Mehr Haber Ajansı'na konuşan ekonomist-yazar Çetin Ünsalan, TL'nin dolar karşısında değer kaybı, Ankara-Washington ilişkilerinin gerilmesi ve İran, Türkiye, Çin ve Rusya arasında milli para birimlerinin kullanılması için çalışmaların başlatılması gibi gündemdeki son gelişmeleri değerlendirdi.
Dünya ve Türkiye ekonomisindeki gelişmeleri ele alan Ünsalan Mehr muhabiri Murtaza Kerimi'nin soruları şöyle yanıtladı:
- Dış güçler Türkiye'yi TL üzerinden ekonomik baskı altına mı almak istiyor? Bu hususta ne düşünüyorsunuz?
Dış güçlerin TL üzerinden Türkiye'yi baskı altına aldığı doğru. Doların karşısında değer kaybeden Türk Lirası'nın gerçek fotoğrafına baktığınızda aslında Türkiye'deki yıllarca yanlış uygulanan ekonomi modeli, tüketim odaklı ve sıcak para üzerinde kurulmuş ithalatla beslenen bir ekonominin getirdiği sonuçlardan başka bir şey değil. Yani bugün dış güçlerin baskısıyla bir şekilde belki gereğinden fazla ve zamanından önce değer kaybeden TL aslında gevşese de 5 yada 5.5 seviyelerinde kalacaktır. Bu da zaten Türkiye ekonomisinin sağlıklı bir fotoğraf vermediğini ortaya çıkarmaktadır. Ortaya konulan istatistiki veriler sahayla çok uyuşmamakta.

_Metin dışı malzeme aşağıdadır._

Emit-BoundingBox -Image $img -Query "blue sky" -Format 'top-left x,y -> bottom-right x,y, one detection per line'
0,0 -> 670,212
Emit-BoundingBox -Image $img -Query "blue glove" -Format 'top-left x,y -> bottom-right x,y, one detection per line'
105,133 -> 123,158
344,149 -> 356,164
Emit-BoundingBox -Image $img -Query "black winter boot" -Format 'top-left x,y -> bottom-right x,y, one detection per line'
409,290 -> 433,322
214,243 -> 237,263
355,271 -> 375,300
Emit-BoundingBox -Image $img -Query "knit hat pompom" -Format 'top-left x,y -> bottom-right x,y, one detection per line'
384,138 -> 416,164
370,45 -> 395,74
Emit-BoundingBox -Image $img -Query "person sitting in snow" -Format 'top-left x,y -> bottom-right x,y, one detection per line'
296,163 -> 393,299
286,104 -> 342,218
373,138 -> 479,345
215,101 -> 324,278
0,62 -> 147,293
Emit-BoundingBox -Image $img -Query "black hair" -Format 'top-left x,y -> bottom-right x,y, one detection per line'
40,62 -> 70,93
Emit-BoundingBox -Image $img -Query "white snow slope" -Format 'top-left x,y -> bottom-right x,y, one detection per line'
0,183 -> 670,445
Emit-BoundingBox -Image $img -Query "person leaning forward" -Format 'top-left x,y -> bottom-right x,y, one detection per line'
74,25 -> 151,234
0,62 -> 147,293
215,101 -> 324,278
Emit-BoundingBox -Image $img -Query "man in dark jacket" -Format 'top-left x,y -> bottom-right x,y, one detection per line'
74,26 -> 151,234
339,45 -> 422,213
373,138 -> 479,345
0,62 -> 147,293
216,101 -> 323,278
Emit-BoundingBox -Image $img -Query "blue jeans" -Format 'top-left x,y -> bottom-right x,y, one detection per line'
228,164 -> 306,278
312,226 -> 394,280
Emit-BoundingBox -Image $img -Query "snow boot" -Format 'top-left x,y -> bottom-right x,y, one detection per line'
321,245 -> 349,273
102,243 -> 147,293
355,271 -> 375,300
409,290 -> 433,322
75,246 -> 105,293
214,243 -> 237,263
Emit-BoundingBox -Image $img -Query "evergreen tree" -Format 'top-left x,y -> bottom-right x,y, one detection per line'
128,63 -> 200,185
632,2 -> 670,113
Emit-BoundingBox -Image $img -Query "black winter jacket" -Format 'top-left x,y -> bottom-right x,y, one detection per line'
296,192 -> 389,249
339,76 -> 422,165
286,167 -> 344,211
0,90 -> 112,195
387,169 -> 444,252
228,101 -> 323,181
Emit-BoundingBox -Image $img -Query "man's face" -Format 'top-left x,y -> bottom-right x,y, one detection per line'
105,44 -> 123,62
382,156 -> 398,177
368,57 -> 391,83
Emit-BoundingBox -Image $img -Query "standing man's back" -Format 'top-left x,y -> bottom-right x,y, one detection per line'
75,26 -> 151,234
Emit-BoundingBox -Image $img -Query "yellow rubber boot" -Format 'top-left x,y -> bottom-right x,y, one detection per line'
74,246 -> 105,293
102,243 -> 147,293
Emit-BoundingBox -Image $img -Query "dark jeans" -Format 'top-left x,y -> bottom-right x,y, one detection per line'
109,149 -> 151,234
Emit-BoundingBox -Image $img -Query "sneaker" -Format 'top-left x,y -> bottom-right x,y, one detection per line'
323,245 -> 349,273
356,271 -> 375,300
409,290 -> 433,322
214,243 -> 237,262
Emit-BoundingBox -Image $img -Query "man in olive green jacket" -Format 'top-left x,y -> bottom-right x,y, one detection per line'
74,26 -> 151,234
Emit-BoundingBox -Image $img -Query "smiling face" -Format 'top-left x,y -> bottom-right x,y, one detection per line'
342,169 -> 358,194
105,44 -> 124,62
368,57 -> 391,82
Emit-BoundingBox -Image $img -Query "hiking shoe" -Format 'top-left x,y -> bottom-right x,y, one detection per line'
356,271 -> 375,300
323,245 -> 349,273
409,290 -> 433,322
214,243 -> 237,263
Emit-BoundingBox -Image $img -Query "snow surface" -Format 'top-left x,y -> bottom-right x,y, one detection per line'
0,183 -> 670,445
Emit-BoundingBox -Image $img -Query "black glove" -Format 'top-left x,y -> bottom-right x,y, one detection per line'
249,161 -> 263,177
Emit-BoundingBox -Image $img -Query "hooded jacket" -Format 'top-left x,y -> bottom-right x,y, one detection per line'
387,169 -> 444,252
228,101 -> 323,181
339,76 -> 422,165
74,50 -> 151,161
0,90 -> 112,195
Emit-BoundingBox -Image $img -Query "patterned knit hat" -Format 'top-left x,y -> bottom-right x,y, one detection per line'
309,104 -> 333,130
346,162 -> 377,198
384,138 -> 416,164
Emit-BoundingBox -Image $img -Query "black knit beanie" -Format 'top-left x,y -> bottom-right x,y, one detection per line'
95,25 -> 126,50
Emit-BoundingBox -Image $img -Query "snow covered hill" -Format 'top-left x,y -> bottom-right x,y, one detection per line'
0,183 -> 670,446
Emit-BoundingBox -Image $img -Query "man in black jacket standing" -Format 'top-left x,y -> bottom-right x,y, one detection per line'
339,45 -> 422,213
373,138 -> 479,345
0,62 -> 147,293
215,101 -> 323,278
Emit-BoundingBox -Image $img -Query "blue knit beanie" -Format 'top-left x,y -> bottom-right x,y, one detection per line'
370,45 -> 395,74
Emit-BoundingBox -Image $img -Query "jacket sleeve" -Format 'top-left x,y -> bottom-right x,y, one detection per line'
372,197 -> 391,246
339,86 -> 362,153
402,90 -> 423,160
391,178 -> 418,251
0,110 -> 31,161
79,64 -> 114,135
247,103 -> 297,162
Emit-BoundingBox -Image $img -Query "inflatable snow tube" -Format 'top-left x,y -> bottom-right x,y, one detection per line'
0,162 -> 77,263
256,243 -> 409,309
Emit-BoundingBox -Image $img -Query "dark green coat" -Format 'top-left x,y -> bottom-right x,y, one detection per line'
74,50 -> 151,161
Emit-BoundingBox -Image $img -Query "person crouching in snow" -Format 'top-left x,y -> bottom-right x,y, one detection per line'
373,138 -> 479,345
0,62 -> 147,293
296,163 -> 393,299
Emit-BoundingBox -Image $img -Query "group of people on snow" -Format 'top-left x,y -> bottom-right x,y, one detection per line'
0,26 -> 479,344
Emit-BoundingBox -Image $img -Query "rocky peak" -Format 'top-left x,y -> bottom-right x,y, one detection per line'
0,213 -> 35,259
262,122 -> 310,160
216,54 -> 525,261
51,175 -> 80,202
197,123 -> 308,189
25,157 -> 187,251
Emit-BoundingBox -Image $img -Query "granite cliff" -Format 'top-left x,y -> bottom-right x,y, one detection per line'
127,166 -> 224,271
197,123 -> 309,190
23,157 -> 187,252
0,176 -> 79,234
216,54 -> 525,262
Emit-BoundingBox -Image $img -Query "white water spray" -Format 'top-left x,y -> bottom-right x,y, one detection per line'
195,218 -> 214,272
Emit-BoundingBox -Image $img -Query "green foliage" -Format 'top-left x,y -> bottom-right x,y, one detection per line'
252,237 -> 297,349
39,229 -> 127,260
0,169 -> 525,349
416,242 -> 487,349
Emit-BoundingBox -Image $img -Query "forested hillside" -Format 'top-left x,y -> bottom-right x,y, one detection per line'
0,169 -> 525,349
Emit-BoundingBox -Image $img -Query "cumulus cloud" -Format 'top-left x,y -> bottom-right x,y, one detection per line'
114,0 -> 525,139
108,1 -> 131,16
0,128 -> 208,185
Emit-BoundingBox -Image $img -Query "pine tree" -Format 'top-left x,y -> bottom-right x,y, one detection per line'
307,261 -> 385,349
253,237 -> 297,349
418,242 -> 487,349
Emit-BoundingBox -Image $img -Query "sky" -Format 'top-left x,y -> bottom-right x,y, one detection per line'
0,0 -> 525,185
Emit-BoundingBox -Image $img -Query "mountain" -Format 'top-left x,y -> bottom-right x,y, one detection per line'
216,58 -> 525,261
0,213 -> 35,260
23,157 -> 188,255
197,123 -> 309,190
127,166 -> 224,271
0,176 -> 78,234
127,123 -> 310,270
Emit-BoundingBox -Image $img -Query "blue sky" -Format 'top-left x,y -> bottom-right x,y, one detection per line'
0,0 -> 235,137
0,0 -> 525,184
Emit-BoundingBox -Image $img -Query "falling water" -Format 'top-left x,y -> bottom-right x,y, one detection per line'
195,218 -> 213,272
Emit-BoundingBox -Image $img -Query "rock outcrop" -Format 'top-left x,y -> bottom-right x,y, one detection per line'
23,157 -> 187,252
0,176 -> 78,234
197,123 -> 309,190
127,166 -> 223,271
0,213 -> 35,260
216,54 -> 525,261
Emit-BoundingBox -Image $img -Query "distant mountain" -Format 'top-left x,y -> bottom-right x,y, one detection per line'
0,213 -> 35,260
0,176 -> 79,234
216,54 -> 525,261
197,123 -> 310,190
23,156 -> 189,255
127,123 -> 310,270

Bu kapsamda Türkiye'nin acilen bunu fırsat bilerek, üretim yapısından finansman yapısına kadar yeni bir modelin üzerinde çalışması gereği vardır, yoksa bugün bunlar atlatılsa bile yani dış güçlerle problemler bir türlü aşılsa da bu Türk ekonomisinin sağlıklı olduğu anlamına gelmiyor.
- Sizce Türkiye’de döviz kurunun yükselişi ne zamana kadar devam edecek? Veya ne zaman TL’nin değer kaybı önlenecek?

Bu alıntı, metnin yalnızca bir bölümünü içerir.